SMFM Guidelines for Severe Maternal Hypertension
According to the Society for Maternal-Fetal Medicine (SMFM) guidelines, severe maternal hypertension (BP ≥160/110 mmHg) requires immediate treatment with standard antihypertensive agents within 60 minutes of onset to reduce maternal morbidity and mortality. 1
Definition of Severe Hypertension
Severe hypertension is defined as:
- Systolic BP ≥160 mmHg, OR
- Diastolic BP ≥110 mmHg, OR
- Both 1
A persistent severe hypertension episode is defined as:
- BP not documented to have decreased to non-severe levels within 15 minutes, OR
- One or more repeat severe hypertension observations documented at 15-60 minutes after episode onset, even if interspersed with non-severe BP readings 1
Recommended Treatment Protocol
First-Line Medications
SMFM recommends the following standard antihypertensive agents for severe maternal hypertension:
- Intravenous labetalol: 20,40, or 80 mg IV 1
- Intravenous hydralazine: 5 or 10 mg IV 1
- Oral nifedipine: 10 or 20 mg (immediate-release, not extended-release formulation) 1
Treatment Timeline
- Treatment should be initiated within 60 minutes of the onset of severe hypertension 1
- The goal is to reduce mean BP by 15-25% with target SBP 140-150 mmHg and DBP 90-100 mmHg 1
- BP should be monitored frequently after administration of antihypertensive medications
Quality Metric for Evaluating Treatment
SMFM has established a quality metric to evaluate timely treatment:
Denominator: Number of obstetrical patients with one or more persistent severe hypertension episodes
Numerator: Number of episodes in which EITHER:
- A standard antihypertensive agent was administered within 60 minutes of episode onset, OR
- A BP that is not severe hypertension is recorded and subsequent BPs are not in the severe range within 60 minutes of episode onset 1
Ideal performance: 100% 1
Important Clinical Considerations
Medication Selection
- Labetalol is considered safe and effective for IV treatment of severe preeclampsia 1
- Hydralazine is widely used but may be associated with maternal hypotension, placental abruption, maternal oliguria, and fetal tachycardia 1
- Nifedipine should not be given concomitantly with magnesium sulfate due to risk of synergistic hypotension 1
- Methyldopa should not be used primarily for urgent BP reduction 1, 2
Monitoring
- Continuous maternal and fetal monitoring is essential during treatment 1
- Monitor for potential adverse effects:
- Maternal hypotension (especially with hydralazine)

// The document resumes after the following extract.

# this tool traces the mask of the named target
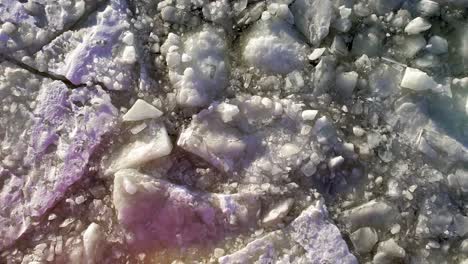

- Fetal heart rate abnormalities
- Signs of end-organ damage 1
Special Considerations
- Magnesium sulfate is recommended for seizure prophylaxis in preeclampsia but is not an antihypertensive agent 1
- Pain and other possible contributors to severe hypertension should be treated, but such treatment should not delay antihypertensive therapy 1
Pitfalls to Avoid
Delayed treatment: Failure to treat severe hypertension within 60 minutes increases risk of maternal stroke and death 1
Excessive BP reduction: Overly aggressive treatment may cause maternal hypotension and compromise uteroplacental perfusion 1
Inadequate monitoring: Lack of follow-up BP measurements may lead to unrecognized persistent severe hypertension 1
Using inappropriate medications: Using non-standard agents or incorrect dosing can lead to suboptimal outcomes 1
Failure to recognize persistent severe hypertension: Even a single severe BP reading without documented improvement within 15 minutes should be considered persistent severe hypertension 1
By following these SMFM guidelines for severe maternal hypertension, healthcare providers can significantly reduce maternal morbidity and mortality associated with hypertensive disorders in pregnancy.